Empire rails are also available as a ‘De Luxe’ set which have two extra-long ones in the set of six for attachment to the top pockets, these will hold 7 balls before becoming too crowded and will usually result in not having to move any red balls during a frame at all except in rare circumstances. These rails however are not conducive to efficiency by the referee during a game of Billiards, with extra movement or a much longer reach being required to remove balls from them to return to play. Table 5 at Yarraville has these rails which became so annoying during a Billiards match that the table has since had cloths inserted during Billiards tournaments to block the exits of the top pockets, making for easier ball retrieval.

There is also an antique table in Government House that should really be used only for Billiards.
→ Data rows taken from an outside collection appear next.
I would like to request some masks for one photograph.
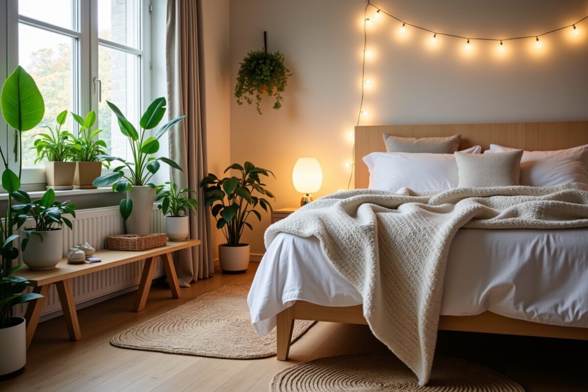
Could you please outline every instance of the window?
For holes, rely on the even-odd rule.
[[[151,101],[149,9],[148,0],[0,0],[0,26],[5,26],[0,36],[5,31],[6,37],[0,42],[0,59],[8,60],[6,69],[0,69],[0,84],[21,65],[45,99],[44,123],[54,126],[64,110],[82,115],[93,110],[109,153],[126,158],[126,139],[106,100],[133,123]],[[71,115],[63,128],[76,133]],[[22,135],[24,183],[45,182],[44,164],[35,163],[32,148],[42,129]],[[8,135],[0,139],[5,151],[15,143]]]

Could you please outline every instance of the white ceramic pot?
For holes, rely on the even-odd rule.
[[[19,374],[26,364],[26,323],[21,317],[12,316],[10,324],[0,328],[0,380]]]
[[[165,234],[170,241],[183,241],[190,234],[190,219],[188,216],[166,216]]]
[[[225,273],[244,273],[249,266],[249,244],[239,244],[239,246],[219,245],[219,262]]]
[[[22,262],[35,271],[52,270],[64,257],[64,229],[54,229],[46,232],[23,229],[21,239],[30,233],[26,248],[22,252]],[[38,233],[43,239],[41,241]]]
[[[155,201],[155,188],[133,186],[126,198],[133,200],[131,216],[125,222],[127,234],[148,234],[151,229],[151,212]]]

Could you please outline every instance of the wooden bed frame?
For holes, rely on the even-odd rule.
[[[588,144],[588,121],[483,124],[427,124],[355,127],[356,188],[366,188],[368,167],[362,158],[386,150],[383,133],[409,138],[449,136],[460,133],[460,149],[476,145],[486,150],[490,143],[527,150],[560,150]],[[295,320],[367,324],[362,306],[321,306],[298,301],[278,314],[278,359],[288,357]],[[490,311],[476,316],[442,316],[439,329],[588,340],[588,328],[564,327],[510,319]]]

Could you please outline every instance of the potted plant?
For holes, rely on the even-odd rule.
[[[100,176],[102,170],[101,157],[106,155],[106,143],[98,138],[101,129],[91,130],[96,122],[96,113],[92,110],[82,118],[75,113],[72,116],[79,124],[79,136],[71,135],[74,141],[72,160],[75,162],[75,173],[74,175],[74,187],[76,189],[94,189],[96,186],[92,182]],[[109,167],[105,162],[106,168]]]
[[[239,176],[219,179],[209,173],[202,179],[201,186],[204,189],[206,205],[212,208],[216,227],[222,230],[226,239],[226,244],[219,245],[220,269],[227,273],[242,273],[249,266],[249,246],[241,243],[241,236],[246,226],[253,230],[247,220],[251,214],[261,220],[261,214],[255,209],[258,205],[266,212],[268,209],[271,210],[271,204],[263,196],[275,199],[265,189],[259,176],[268,177],[273,173],[249,162],[243,166],[233,163],[224,172],[231,169],[238,170]]]
[[[6,123],[17,131],[19,143],[16,152],[20,155],[20,142],[23,132],[36,127],[45,115],[43,97],[33,78],[20,66],[8,77],[2,89],[0,108]],[[6,136],[6,135],[5,135]],[[8,168],[8,162],[0,146],[0,158],[4,165],[2,174],[2,187],[8,195],[6,215],[0,220],[0,378],[19,374],[26,364],[26,335],[25,319],[12,316],[15,305],[25,303],[42,297],[34,293],[23,293],[28,281],[15,274],[24,265],[14,265],[18,260],[19,250],[13,242],[19,236],[13,234],[14,229],[24,223],[12,209],[12,199],[17,200],[28,196],[19,189],[22,159],[19,160],[18,175]],[[26,220],[26,217],[25,218]],[[26,244],[25,244],[26,246]]]
[[[165,233],[170,241],[183,241],[190,234],[190,219],[187,214],[195,214],[198,210],[198,202],[190,199],[190,193],[196,193],[192,189],[185,188],[178,190],[174,182],[165,183],[166,187],[157,187],[156,201],[161,201],[158,207],[165,216]],[[186,196],[182,195],[186,193]]]
[[[13,206],[13,210],[19,214],[18,217],[23,219],[23,223],[27,216],[35,220],[34,227],[22,230],[22,261],[31,270],[52,270],[64,257],[64,229],[61,226],[65,223],[72,228],[71,221],[64,215],[75,217],[75,204],[69,200],[55,201],[53,189],[48,189],[38,200],[32,202],[28,197],[22,200],[25,204]]]
[[[126,198],[121,200],[121,215],[125,220],[126,232],[129,234],[148,233],[151,223],[151,210],[155,200],[156,186],[149,182],[159,170],[159,162],[182,170],[178,163],[165,157],[153,155],[159,150],[159,138],[185,118],[182,116],[161,127],[152,136],[145,132],[155,128],[165,114],[165,98],[155,99],[147,108],[139,122],[139,132],[125,117],[120,109],[112,102],[106,102],[118,119],[121,132],[129,139],[133,153],[132,162],[116,156],[101,156],[108,162],[118,160],[122,165],[115,167],[112,173],[101,176],[92,182],[95,186],[112,184],[112,189],[126,193]]]
[[[262,94],[267,93],[269,96],[275,97],[273,108],[281,108],[282,93],[286,89],[288,77],[292,75],[284,65],[284,55],[279,52],[251,51],[239,65],[235,86],[237,103],[243,105],[245,100],[251,105],[252,96],[255,96],[258,113],[261,114]]]
[[[35,163],[45,162],[45,171],[47,176],[47,189],[72,189],[74,187],[74,175],[75,163],[67,162],[73,155],[71,135],[62,131],[61,126],[65,123],[68,111],[64,110],[57,115],[55,129],[45,124],[41,126],[49,130],[48,133],[39,133],[35,140],[37,158]]]

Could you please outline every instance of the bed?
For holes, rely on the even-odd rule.
[[[385,150],[382,133],[418,138],[461,133],[462,149],[475,145],[486,149],[495,143],[526,150],[557,150],[588,144],[588,122],[356,127],[356,189],[368,187],[369,173],[362,158],[370,152]],[[439,329],[588,340],[588,229],[494,230],[490,237],[483,239],[479,238],[480,231],[485,230],[460,229],[452,244]],[[249,304],[258,332],[265,333],[277,326],[278,359],[285,360],[295,320],[366,321],[360,296],[353,292],[352,287],[345,286],[336,271],[329,270],[328,260],[317,260],[320,259],[320,249],[312,240],[279,236],[276,246],[268,250],[265,256],[268,259],[262,261],[256,276],[258,287],[270,289],[256,297],[254,282]],[[497,244],[506,248],[509,241],[519,244],[519,253],[496,251],[500,247]],[[467,249],[471,243],[485,245]],[[476,251],[479,257],[476,259],[484,262],[486,269],[480,276],[488,277],[488,282],[464,284],[467,283],[467,276],[476,273],[475,266],[470,265],[471,256],[469,262],[464,254]],[[319,256],[313,257],[313,254]],[[289,260],[282,263],[280,272],[279,266],[269,260],[272,258]],[[534,270],[509,269],[517,258],[534,260]],[[526,263],[527,266],[530,264]],[[470,272],[469,265],[473,268]],[[303,276],[300,272],[305,268],[313,269],[306,279],[289,282],[283,279],[288,273],[290,276]],[[293,272],[292,269],[296,270]],[[313,281],[317,276],[321,277],[320,282]],[[522,284],[532,287],[528,291],[534,292],[519,290],[517,293],[513,288],[517,284],[519,287]],[[287,293],[282,291],[285,287],[290,290]],[[570,292],[562,292],[562,287],[569,288]],[[272,299],[272,293],[278,293],[280,298]],[[566,303],[566,299],[569,301]],[[280,306],[272,306],[280,303]]]

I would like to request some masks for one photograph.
This table has pockets similar to those with Empire rails but instead of those rails which will hold up to 7 balls it has a system which will catch only one ball. They are pockets open at the bottom as with Empire rails but with a catcher made of brass in the shape of a shallow cup that allows the referee to easily access any ball dropping into it. The downside is that only one ball can sit in this ‘cup’ contraption at any one time, almost perfect for Billiards referees but a nightmare when officiating Snooker matches.

If a table does not have Empire rails but closed expandable pocket nets as do the tables at the R.A.C.V. City Club, then those pockets are capable of holding many more balls than seems possible and it will only be necessary to empty them on very rare occasions. When these pockets only have one or two balls in them and a colour needs to be extracted during play it is advisable to lift the bottom of the pocket from underneath and retrieve the colour with the other hand. This way a referee can be sure of not losing shirt buttons or cuff links or jacket sleeve buttons and also of picking the correct ball to extract.

The only other consideration of where the balls should be is when they are in transit or being stored. Room temperature is the optimum state and they should be kept in a cool place in summer and protected from extreme cold in the winter.